The eyespot colour pattern on butterfly wings is specified in the early pupal epidermis by signals from a central "focus." In Bicyclus anynana we show that a small square of focal epidermis, grafted to a range of distal wing sites, induces eyespot formation in surrounding host tissue. Signaling is limited to the focus, and even an adjacent (parafocal) graft does not maintain its normal fate (of contributing to the eyespot) and does not influence its surroundings. Along the wing, there is an abrupt change in the epidermis, as a focus grafted to a proximal site provokes no host response.

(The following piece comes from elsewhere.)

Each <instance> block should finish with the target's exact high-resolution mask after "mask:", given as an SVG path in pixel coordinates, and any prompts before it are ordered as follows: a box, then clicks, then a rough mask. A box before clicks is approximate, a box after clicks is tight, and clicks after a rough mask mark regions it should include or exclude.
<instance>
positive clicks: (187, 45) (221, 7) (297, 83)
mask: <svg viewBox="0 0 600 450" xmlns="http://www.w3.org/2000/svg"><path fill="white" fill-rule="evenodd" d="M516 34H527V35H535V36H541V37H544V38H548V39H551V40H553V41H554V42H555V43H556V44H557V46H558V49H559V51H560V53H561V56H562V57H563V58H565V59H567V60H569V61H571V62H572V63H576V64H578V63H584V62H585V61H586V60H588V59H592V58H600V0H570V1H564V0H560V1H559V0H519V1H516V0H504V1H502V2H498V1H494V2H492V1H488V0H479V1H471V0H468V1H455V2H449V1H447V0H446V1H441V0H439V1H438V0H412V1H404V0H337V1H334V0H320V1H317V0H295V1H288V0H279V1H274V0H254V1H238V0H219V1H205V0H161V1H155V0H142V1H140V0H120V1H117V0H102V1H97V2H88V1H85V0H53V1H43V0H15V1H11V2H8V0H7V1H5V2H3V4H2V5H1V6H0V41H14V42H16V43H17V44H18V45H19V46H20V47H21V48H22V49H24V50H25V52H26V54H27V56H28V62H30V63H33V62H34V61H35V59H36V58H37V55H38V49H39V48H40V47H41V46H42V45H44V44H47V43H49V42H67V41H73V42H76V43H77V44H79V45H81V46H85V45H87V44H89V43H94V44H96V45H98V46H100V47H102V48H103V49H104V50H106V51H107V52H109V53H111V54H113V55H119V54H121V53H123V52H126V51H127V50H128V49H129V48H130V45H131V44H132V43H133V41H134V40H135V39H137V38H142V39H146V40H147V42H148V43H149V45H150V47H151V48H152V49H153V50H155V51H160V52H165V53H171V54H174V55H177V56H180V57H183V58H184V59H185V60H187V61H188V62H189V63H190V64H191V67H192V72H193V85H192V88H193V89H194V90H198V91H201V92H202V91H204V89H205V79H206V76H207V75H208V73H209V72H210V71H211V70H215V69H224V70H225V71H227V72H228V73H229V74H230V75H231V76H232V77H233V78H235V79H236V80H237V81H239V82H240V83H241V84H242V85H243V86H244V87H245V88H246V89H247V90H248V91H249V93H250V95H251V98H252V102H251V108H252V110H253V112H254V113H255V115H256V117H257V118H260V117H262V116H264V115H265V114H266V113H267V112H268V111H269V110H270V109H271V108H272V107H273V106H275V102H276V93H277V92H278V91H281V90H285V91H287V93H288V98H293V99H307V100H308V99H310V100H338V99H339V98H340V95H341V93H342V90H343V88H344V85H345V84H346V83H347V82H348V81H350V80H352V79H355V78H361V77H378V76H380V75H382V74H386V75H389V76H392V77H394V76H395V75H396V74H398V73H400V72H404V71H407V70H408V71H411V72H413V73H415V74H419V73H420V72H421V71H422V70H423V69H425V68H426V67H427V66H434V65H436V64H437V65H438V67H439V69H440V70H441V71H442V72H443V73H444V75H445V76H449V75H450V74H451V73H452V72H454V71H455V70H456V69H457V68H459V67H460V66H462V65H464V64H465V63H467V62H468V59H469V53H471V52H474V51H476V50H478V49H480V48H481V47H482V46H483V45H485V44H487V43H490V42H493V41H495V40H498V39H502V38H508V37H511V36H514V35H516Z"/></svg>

The results of several grafting experiments demonstrate that their different response properties are autonomous to small areas of the distal and proximal epidermis and that the nonresponding proximal tissue can nonetheless transmit the focal signal. The Bicyclus dorsal forewing has a small anterior and a large posterior eyespot, and we show that this results mainly from a difference in focal signals, not in the epidermal response. A grafted posterior focus induces a large eyespot, whereas an anterior focus induces a small eyespot Furthermore, the anterior and posterior eyespots differ in proportions, and this difference also depends on the identity of the focus, not on the responding epidermis. Eyespots are specified over many cell diameters from the focus by a mechanism which could consist of one long-range signal, such as a morphogen gradient or of a cascade of short-range interactions initiated by the focus. Focal control of the difference in size and proportion between the anterior and posterior eyespot is more readily compatible with a gradient mechanism. Neither model, however, readily explains why the pattern induced by a grafted focus is smaller, but its peripheral gold annulus is broader than in the corresponding control eyespot. Also, there is no direct evidence for long-range gradients, in the butterfly wing or any other insect epithelium.